Their father had had by-pass surgery and had apparently changed from being a fairly relaxed friendly individual to an anxious and reclusive one.
But my parents got on well enough with them. When the husband retired they went to live in another part of the state where he could indulge in his passion for fishing. We wondered what would happen to the boys. The older one had just finished his chosen course and was starting work. He married his long time girlfriend and moved just up the hill from us. He has two boys - lively boys he told me.
He talked to me about his parents, now elderly. His father is in a nursing home after falling down some stairs. He has Alzheimer's. They can't sell the house in their country town. There are problems. It is the end to the romantic dream of retiring to the country - the one that worked while they were young enough and fit enough to live there. It is the one that does not have the facilities for old age.
I could see how worried he was.
He hadn't mentioned his brother but I asked. He suddenly smiled.
"He's turned out okay."
"What's he doing?"
"He's a plumber...did all the qualifications too."
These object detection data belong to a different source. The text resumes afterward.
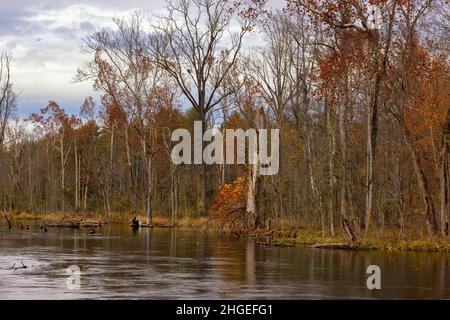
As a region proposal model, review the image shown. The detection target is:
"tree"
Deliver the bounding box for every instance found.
[149,0,265,213]
[30,101,80,213]
[0,52,17,150]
Then he looked at me and said, "I can remember you telling Mum not to worry - that he'd be okay. How did you know?"
I thought back. There were three things I think. The first is that he loved (and still loves) animals. Animals went to him. Strange dogs would talk to him. Cats would climb on him. He could hold his hand out and birds would take food from it. The next was that I once saw him, when he had no idea anyone he knew was there, help an elderly woman up the step into the train and insist on her being given a seat. Lastly he would go fishing alone. He told me once, "need to get away from it all". He would read while he was doing it. He read a lot.
I told his brother these things. He stood there thinking for a moment and then nodded.
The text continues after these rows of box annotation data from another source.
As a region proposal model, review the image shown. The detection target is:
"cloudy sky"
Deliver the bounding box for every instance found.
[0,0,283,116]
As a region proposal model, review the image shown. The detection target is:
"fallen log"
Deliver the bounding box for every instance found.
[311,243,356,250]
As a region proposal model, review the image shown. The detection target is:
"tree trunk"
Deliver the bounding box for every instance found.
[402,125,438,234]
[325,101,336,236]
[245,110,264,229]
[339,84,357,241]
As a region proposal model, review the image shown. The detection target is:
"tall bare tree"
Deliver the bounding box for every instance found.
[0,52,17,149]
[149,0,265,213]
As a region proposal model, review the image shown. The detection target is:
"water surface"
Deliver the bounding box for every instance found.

"Yes, he still does those things and he's turned out okay."

1 comment:

jeanfromcornwall said...

The lad may have been trouble, but he was a good man in waiting - but on his own terms. So many teenagers can react badly to advice.
By-pass surgery can cause personality changes - but it is not the surgery, but the drugs that the medics insist you will die if you don't take them. Eighteen years on, I am still saying "No, thanks".